The Way of Jodo Shinshu
Reflections on the Hymns of Shinran Shonin

Shozomatsu Wasan 69

Practicers who doubt the Primal Vow
Are born within lotus buds from which they cannot emerge,
Or are born in the borderland, or fall
Into the womb-palace; so Shan-tao admonishes.

The Sacred Lotus

This verse is based on a passage from the Ting-shan-i, which comprises the third section of Shan-tao's final work, Kuan-ching-shu. The Kuan-ching-shu (kangyo sho, A Commentary on the Meditation Sutra) is Shan-tao's major work and includes important Pure Land teachings, most notably a Parable of Two Rivers and a White Path. Shinran Shonin drew heavily on this work.

The flower of the sacred lotus is one of the 'eight precious things' that are associated with the Buddha Dharma. There are several kinds of plant that are called 'lotus' but the sacred lotus is an amphibious plant of the genus Nelumbo. The Asian species (Nelumbo nucifera) comes in two varieties. The most common is the kind that has a very pale pink flower, but there is an Australian form, which is red. There is another species that is native to North America (Nelumbo lutea), and it has yellow flowers.

Every part of the sacred lotus is edible. Its seeds are very hard and can be used for beads, especially the nenju that we use in Jodo Shinshu. Its significance and symbolism goes well beyond that, however. The best known is the analogy that is drawn between the sacred lotus and the Buddha Dharma. The lotus grows in mud but it is not polluted by it: signifying the way that the dharma is embedded in the problem of suffering but provides the way to transcend it. Another important theme is that, when the lotus-flower is closed, the fruit cannot be seen but, when it opens, we can see the seeds. This points to the way that the Mahayana discloses the inner intention of the dharma, revealing aspects of Shakyamuni's original intent, which had been hidden from view.
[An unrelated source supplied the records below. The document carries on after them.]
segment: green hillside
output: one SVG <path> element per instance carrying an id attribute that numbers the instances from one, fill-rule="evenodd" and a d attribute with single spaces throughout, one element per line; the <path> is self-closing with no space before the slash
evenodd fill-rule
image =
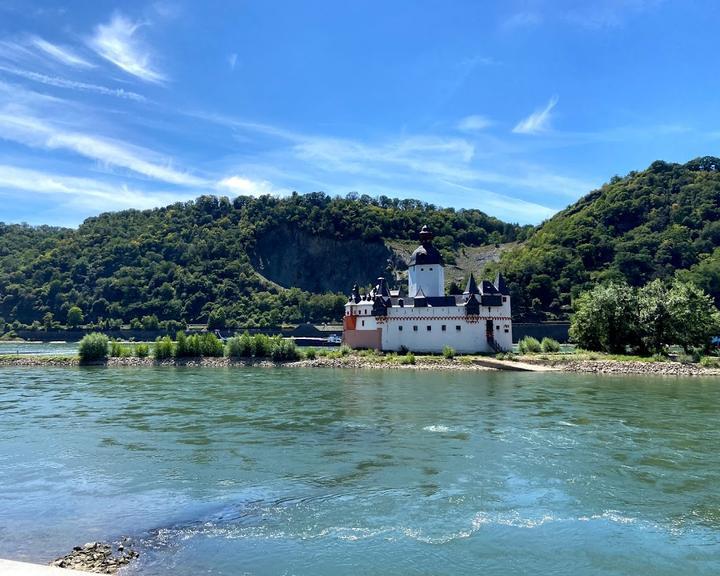
<path id="1" fill-rule="evenodd" d="M 541 225 L 501 268 L 513 313 L 567 317 L 572 298 L 597 282 L 640 286 L 678 273 L 720 302 L 720 159 L 654 162 L 614 177 Z"/>
<path id="2" fill-rule="evenodd" d="M 461 246 L 523 239 L 530 227 L 478 210 L 415 200 L 322 193 L 287 198 L 203 196 L 155 210 L 86 220 L 77 230 L 0 226 L 0 317 L 65 322 L 162 320 L 230 326 L 337 321 L 354 282 L 402 262 L 391 240 L 427 223 L 449 261 Z"/>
The Mahayana sutras are characterised as an unfolding of the dharma.

From the Buddha the twelve divisions of scriptures arise, from the twelve divisions of scriptures the sutras arise, from the sutras the Mahayana sutras arise, from the Mahayana sutras the prajnaparamita sutras arise, from the prajnaparamita sutras the Great Nirvana Sutra arises, just as manda is obtained. Manda is a metaphor for Buddha-nature. Buddha-nature is none other than Tathagata. Good sons, for this reason, it is taught that the virtues possessed by the Tathagata are immeasurable, boundless, and incalculable.1

So it is that the closed lotus, the lotus bud, stands for the problem of incompleteness and lack of clarity; lack of depth and breadth of understanding and awareness: narrow-mindedness. Indeed, we speak of human personality and intellect as 'flowering' when it begins to grow and become creative and productive. So it is, that the open lotus flower is the seat of wisdom. The Enlightened One in all his forms, including Namu-amida-butsu, sits or stands upon an open lotus flower. In contrast to this, the closed lotus bud represents the failure of something, whether a person or an idea, to reach its full potential.

One of the most telling uses of the symbol of a lotus-bud can be found in the third section of The True Teaching, Practice and Realisation. It is located in a discussion by Shan-tao on the subject of the five grave offenses that are mentioned in the eighteenth Vow2. Although the Vow suggests that those who commit the five grave offences cannot be born in the Pure land, Shan-tao assures us that this is essentially a cautionary note. He says that Amida Buddha's compassion is such that even such people as these will be born in the Pure Land. In this specific context, however, we read that such people, will be born in a lotus bud and that their spiritual growth will be arrested, although they will no longer experience suffering of any kind.

Those who awaken to shinjin, of course, attain enlightenment immediately upon birth in the Pure Land.

In the Pure Land way, it is lack of shinjin that results in spiritual diminishment and lack of breadth. In the way of nembutsu, when people accept Amida Buddha's shinjin, their hearts open and they become free.